Appleseed reprenait donc le squelette de Black Magic, son ordinateur omniscient et ses humains artificiels, pour en faire quelque chose de beaucoup plus abouti, dans le fond comme dans la forme (on y retrouvait aussi beaucoup de termes associés à la mythologie, grecque en particulier). Le manga de Shirow posait déjà la difficile question de l’évolution de l’homme à l’ère de la cybernétisation et de la bio-ingénierie, quatre ans avant Ghost in the Shell, dans un récit bien plus cohérent que dans le brouillon Black Magic. Appleseed gardait toutefois une structure très procédurale, avant d’aborder de grandes questions philosophiques : les quatre volumes étaient aussi l’occasion pour Shirow d’exposer sa fascination grandissante pour l’outillage militaire, des armures mobiles futuristes et armes de poing avec leurs spécificités techniques jusqu’aux différences de calibres, tout en détaillant son cheminement pour justifier l’usage de telle ou telle pétoire. Ses interventions verbeuses et, la majeure partie du temps, totalement accessoires pour la bonne compréhension de l’histoire, seraient bien plus nombreuses encore dans Ghost in the Shell, mais on voyait déjà « l’auteur » Shirow s’inviter régulièrement dans les cases de son manga pour des sessions régulières d’info-dump, dont on peinait à deviner à qui elles étaient vraiment adressées. Les fanas de flingues ? Les maniaques du plot-hole13 ? Ou peut-être Shirow lui-même ? Dès le premier volume, l’artiste soumet à son lectorat une quantité faramineuse d’informations, chaque situation devenant un prétexte pour s’attarder longuement sur le lore technologique de l’univers d’Appleseed. Par exemple, lorsque Deunan monte sur la moto de sa « guide » Hitomi pour faire un premier tour dans la ville d’Olympus, là où il aurait été intéressant de se servir de cette balade pour présenter la cité et son histoire, Shirow s’étale sur une page entière pour détailler les spécificités techniques du deux-roues en question, que l’on ne reverra d’ailleurs jamais.

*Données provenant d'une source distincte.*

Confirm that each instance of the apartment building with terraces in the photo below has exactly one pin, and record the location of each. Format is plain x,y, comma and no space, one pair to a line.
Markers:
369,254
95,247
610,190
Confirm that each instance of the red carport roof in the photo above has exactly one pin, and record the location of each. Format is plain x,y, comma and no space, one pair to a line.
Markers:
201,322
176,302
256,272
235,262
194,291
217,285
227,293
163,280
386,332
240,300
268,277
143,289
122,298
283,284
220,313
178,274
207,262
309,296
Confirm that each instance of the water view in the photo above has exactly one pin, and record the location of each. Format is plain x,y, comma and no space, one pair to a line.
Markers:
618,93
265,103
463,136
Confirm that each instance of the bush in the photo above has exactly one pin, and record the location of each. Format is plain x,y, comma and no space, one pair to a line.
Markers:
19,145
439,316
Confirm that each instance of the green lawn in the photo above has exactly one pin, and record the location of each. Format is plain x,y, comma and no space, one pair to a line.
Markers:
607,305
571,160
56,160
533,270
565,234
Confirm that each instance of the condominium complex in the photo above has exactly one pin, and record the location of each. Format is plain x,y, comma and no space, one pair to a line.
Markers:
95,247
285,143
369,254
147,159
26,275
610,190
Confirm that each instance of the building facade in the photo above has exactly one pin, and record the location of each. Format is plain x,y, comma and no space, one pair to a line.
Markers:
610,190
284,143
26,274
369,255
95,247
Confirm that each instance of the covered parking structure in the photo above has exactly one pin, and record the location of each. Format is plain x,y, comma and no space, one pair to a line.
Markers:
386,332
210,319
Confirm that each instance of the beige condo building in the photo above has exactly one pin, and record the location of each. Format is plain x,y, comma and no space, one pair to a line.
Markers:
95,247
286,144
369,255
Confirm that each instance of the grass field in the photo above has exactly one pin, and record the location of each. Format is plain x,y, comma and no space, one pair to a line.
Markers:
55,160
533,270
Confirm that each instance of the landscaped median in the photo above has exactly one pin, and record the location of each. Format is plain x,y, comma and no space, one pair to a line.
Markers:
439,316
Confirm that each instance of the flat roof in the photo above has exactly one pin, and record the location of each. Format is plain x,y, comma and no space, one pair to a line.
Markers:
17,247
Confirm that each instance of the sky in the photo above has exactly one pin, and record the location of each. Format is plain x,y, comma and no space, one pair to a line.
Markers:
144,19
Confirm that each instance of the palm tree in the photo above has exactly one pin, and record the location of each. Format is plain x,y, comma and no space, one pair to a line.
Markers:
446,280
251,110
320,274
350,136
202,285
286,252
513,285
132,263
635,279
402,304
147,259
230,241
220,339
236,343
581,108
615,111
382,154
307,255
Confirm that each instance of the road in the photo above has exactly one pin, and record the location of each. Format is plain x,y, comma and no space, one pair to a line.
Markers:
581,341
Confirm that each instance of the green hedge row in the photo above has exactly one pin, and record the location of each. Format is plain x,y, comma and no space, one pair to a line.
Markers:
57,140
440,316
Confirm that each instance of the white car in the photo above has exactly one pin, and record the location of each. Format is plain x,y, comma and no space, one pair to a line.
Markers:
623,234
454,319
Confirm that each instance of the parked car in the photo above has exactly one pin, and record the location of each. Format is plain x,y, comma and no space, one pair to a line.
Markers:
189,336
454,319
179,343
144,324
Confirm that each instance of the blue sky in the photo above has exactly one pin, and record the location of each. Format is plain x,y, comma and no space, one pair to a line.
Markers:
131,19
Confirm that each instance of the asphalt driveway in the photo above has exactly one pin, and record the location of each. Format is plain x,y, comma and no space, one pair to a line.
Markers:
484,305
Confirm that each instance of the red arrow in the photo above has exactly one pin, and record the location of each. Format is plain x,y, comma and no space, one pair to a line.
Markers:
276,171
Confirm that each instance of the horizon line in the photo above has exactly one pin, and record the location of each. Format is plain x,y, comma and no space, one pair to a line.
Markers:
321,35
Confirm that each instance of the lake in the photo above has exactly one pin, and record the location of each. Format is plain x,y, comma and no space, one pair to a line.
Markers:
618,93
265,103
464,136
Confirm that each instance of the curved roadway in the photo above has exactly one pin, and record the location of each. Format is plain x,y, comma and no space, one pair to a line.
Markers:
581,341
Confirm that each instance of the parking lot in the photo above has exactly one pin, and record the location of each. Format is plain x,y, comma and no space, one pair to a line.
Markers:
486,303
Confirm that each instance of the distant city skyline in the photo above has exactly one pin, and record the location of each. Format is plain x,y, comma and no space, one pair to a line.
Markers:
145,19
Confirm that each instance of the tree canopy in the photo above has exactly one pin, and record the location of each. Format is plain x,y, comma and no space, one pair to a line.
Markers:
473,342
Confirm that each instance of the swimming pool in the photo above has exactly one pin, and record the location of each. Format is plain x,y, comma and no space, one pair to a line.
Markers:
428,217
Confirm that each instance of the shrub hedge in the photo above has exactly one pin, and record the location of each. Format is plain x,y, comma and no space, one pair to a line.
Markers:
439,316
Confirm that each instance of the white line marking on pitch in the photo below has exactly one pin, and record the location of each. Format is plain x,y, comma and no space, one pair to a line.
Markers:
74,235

Toute occasion est bonne pour présenter accessoires, armes, prothèses, véhicules et armures mobiles comme on le ferait pour un showcase, une présentation commerciale. Appleseed est une vitrine de l’imagination de Shirow et de son obsession de l’exhaustivité ; il n’est pas exagéré de parler, dès le premier volume du manga, d’une vraie approche d’auteur sur le plan narratif. Shirow est dans son monde et ne cherche pas à brosser le lecteur dans le sens du poil : ses intrigues sont complexes et le resteront après Appleseed, et si tout peut paraître clair dans sa tête, il ne fera que peu voire pas d’effort pour simplifier sa diégèse. Le mangaka s’adresse à ses lecteurs comme s’ils étaient son reflet, dans le même état d’esprit, disposant des mêmes connaissances et ressources et comprenant déjà presque parfaitement sa leçon ; comme un professeur poursuivant nonchalamment son cours devant des élèves qui ne savent même plus quelle question poser. Il faut s’y faire, c’est le style de Shirow.

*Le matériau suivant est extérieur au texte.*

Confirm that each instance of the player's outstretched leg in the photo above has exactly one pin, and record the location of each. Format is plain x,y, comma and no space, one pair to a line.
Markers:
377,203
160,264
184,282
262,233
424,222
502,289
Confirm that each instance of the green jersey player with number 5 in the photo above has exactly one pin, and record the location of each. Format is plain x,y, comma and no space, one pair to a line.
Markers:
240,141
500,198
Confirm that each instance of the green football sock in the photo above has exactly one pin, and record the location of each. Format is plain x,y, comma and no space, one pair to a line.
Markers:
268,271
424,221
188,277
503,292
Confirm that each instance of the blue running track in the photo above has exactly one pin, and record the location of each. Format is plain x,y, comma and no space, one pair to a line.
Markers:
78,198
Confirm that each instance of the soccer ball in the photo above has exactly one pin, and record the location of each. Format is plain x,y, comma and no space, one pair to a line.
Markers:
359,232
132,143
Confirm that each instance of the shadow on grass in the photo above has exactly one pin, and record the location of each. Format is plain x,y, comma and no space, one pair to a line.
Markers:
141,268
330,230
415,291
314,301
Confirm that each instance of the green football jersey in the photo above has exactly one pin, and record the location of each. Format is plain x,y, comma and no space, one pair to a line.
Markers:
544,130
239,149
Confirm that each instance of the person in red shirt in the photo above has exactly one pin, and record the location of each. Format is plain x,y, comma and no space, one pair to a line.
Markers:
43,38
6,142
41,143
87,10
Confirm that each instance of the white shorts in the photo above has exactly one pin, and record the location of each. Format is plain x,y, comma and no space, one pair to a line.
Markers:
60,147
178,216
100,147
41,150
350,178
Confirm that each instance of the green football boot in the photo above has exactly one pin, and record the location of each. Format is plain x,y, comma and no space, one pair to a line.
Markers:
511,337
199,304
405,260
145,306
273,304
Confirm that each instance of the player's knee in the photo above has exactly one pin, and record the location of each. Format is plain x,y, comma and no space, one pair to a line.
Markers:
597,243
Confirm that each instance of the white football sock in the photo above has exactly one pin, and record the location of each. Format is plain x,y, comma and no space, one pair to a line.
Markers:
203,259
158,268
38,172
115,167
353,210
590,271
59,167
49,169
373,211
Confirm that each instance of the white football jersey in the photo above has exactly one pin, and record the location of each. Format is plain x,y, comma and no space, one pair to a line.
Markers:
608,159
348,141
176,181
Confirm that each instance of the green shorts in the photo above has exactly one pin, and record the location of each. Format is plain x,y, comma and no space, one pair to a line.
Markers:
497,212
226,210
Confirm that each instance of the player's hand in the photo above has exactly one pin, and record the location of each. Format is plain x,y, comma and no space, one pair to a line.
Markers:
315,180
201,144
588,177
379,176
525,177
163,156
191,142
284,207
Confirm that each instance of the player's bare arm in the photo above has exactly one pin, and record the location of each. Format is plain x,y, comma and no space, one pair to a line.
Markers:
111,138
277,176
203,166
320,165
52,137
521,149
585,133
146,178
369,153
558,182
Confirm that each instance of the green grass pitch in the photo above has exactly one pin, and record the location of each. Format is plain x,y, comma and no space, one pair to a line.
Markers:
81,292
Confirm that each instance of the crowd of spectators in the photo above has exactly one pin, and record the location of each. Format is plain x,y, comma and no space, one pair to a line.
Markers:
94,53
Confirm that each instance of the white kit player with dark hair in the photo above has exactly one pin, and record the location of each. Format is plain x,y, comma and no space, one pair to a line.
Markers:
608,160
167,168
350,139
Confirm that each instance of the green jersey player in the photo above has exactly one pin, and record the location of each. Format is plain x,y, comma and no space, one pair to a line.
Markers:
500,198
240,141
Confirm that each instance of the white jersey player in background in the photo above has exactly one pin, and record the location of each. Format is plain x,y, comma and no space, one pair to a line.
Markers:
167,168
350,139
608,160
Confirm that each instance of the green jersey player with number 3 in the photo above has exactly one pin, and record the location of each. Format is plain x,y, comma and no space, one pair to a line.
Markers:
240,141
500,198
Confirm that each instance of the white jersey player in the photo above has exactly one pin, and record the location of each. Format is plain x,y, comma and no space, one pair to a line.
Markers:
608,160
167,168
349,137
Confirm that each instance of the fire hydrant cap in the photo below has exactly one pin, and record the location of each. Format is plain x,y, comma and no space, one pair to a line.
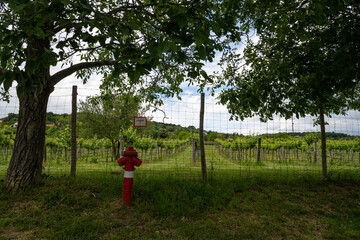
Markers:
130,152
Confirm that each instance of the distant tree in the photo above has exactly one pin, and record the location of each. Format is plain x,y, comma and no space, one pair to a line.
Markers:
106,115
306,61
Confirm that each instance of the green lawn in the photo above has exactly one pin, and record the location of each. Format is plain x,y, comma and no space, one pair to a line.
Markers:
170,207
240,200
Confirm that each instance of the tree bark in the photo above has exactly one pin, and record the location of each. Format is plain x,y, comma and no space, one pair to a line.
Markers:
26,161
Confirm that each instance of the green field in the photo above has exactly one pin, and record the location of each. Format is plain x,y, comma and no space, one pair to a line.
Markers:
242,199
180,164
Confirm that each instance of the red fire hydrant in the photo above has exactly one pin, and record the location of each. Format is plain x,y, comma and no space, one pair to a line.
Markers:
130,160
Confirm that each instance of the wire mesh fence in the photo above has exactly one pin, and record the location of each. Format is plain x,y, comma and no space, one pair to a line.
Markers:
278,148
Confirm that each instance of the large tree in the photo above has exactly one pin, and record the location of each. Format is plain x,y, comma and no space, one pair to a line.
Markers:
306,62
106,36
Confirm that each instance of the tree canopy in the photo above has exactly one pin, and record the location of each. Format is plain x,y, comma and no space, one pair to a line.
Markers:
43,41
306,62
308,53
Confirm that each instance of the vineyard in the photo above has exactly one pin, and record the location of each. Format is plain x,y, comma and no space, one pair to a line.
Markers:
250,153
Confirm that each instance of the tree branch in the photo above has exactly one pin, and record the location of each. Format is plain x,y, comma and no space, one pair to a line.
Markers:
57,77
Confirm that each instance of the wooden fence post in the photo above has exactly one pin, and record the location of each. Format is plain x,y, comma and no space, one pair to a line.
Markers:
193,150
202,147
258,150
73,132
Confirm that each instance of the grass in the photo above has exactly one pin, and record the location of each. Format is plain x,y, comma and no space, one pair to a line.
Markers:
168,207
240,200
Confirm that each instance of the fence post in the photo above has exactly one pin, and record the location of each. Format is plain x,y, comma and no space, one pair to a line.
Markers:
193,150
315,153
73,132
258,150
202,147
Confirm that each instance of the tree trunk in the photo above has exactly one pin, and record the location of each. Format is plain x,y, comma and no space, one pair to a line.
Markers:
26,161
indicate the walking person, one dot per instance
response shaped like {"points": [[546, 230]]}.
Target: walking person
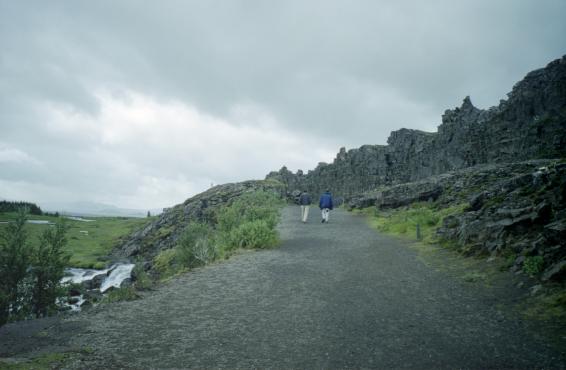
{"points": [[305, 202], [325, 204]]}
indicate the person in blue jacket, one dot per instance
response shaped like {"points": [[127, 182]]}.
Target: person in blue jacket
{"points": [[325, 204]]}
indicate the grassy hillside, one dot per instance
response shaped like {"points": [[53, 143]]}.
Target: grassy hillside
{"points": [[89, 242]]}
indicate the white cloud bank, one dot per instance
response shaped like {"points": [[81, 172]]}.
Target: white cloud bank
{"points": [[140, 152]]}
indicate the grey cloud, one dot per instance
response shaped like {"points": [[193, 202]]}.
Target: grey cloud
{"points": [[343, 72]]}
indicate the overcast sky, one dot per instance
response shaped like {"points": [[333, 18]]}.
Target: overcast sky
{"points": [[142, 104]]}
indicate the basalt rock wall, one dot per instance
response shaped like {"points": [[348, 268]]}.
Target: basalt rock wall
{"points": [[530, 124]]}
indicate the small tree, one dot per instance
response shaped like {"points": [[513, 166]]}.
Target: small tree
{"points": [[48, 268], [14, 262]]}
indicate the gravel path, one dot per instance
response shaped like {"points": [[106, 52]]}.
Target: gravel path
{"points": [[335, 295]]}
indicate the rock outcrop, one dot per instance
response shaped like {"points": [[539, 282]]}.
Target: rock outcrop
{"points": [[530, 124], [163, 233]]}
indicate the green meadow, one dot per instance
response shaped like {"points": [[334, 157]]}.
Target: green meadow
{"points": [[89, 243]]}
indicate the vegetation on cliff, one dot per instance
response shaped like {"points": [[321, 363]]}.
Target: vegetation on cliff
{"points": [[247, 221]]}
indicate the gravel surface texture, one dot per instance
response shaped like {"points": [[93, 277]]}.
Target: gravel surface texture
{"points": [[336, 295]]}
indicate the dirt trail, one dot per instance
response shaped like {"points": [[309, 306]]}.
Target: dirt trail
{"points": [[334, 295]]}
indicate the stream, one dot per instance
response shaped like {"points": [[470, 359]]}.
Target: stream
{"points": [[112, 277]]}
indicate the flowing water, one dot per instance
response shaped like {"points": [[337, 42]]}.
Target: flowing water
{"points": [[114, 276]]}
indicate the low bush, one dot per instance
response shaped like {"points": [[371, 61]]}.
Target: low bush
{"points": [[249, 221], [533, 265], [196, 246], [166, 263], [253, 234]]}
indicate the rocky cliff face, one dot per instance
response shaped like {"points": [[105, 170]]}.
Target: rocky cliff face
{"points": [[530, 124]]}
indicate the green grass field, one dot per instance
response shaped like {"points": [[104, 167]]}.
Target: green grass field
{"points": [[403, 221], [89, 243]]}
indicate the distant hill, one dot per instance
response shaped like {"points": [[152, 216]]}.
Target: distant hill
{"points": [[95, 209], [8, 206]]}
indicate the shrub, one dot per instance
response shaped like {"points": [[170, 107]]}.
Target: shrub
{"points": [[253, 234], [48, 268], [142, 279], [14, 263], [165, 263], [533, 265], [196, 247], [249, 221]]}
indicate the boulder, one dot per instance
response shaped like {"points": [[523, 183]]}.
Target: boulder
{"points": [[556, 272]]}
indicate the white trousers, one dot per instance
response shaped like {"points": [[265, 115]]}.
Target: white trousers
{"points": [[325, 214], [304, 213]]}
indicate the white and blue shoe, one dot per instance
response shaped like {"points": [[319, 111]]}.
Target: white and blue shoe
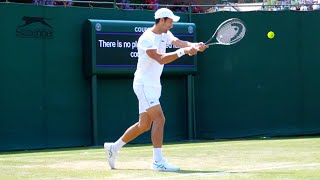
{"points": [[163, 165]]}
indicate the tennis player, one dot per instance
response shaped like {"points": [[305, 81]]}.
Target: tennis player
{"points": [[147, 87]]}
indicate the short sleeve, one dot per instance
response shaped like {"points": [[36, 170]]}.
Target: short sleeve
{"points": [[146, 44], [170, 37]]}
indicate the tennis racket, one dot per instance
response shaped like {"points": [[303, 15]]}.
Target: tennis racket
{"points": [[229, 32]]}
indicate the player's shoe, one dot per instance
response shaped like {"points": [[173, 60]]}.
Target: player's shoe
{"points": [[111, 154], [163, 165]]}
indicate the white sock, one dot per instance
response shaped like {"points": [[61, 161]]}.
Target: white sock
{"points": [[157, 154], [118, 144]]}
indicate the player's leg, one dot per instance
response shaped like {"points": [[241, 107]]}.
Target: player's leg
{"points": [[132, 132], [159, 162]]}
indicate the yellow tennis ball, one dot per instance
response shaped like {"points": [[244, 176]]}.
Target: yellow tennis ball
{"points": [[270, 34]]}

Au-delà de sa méticulosité technique, presque pédagogique, le mangaka racontait dans Appleseed une vraie histoire de science-fiction, avec en son centre les questions du déterminisme chez l’humain, celle du libre arbitre et, en bout de course, de l’importance de la nature humaine en tant que valeur existentielle. L’utopie incarnée par Olympus n’en a en fait que le nom, car le calme, la stabilité et l’absence totale de conflit ne correspondent pas à la nature profonde de l’être humain. En cela, le conseil de vieillards bioroïdes ira jusqu’à suggérer le remplacement progressif de l’humanité par les bioroïdes, car, comme ils le disent, « on ne peut pas avoir de société parfaite sans gens parfaits ». Et rapidement, on passe du paradis au cauchemar dystopique. Avant d’être largement développée dans Ghost in the Shell, la question de l’évolution humaine était donc déjà abordée dans Appleseed, qui suggérait que la prochaine étape dans notre évolution n’allait pas suivre les règles darwiniennes. Nous nous dirigerions au contraire vers une évolution auto-générée, artificielle, qui, comme dans le cas des bioroïdes, ferait de nous des êtres plus stoïques, moins sauvages… Comme des robots ? À ce sujet, Shirow expliquait : « Bien sûr que j’aimerais voir naître une utopie. La tendance générale de notre monde semble être à la destruction, mais il y a des poches isolées où se développe un vrai progrès. Cela dit, je ne peux pas être trop optimiste. La nature humaine paraît désespérément égoïste. […] Je pense vraiment que nous devrions nous tourner vers les énergies naturelles et renouvelables, géothermiques ou solaires, ce genre de choses. […] Ma vision de l’utopie n’est pas ce que vous appelleriez une vraie utopie, ou en tout cas pas comme l’avait imaginé Thomas More. Je ne pense pas qu’il puisse exister une utopie s’il nous est indispensable de changer notre personnalité ou notre attitude. […] Pour moi, le mot-clef serait “tolérance”. Si des gens différents sont capables de se montrer tolérants les uns envers les autres, l’utopie est possible. L’histoire des sociétés industrialisées est encore bien mince, en tant que morceau de l’épopée humaine ; on doit donc prendre beaucoup de recul et penser à long terme pour développer cette tolérance14. »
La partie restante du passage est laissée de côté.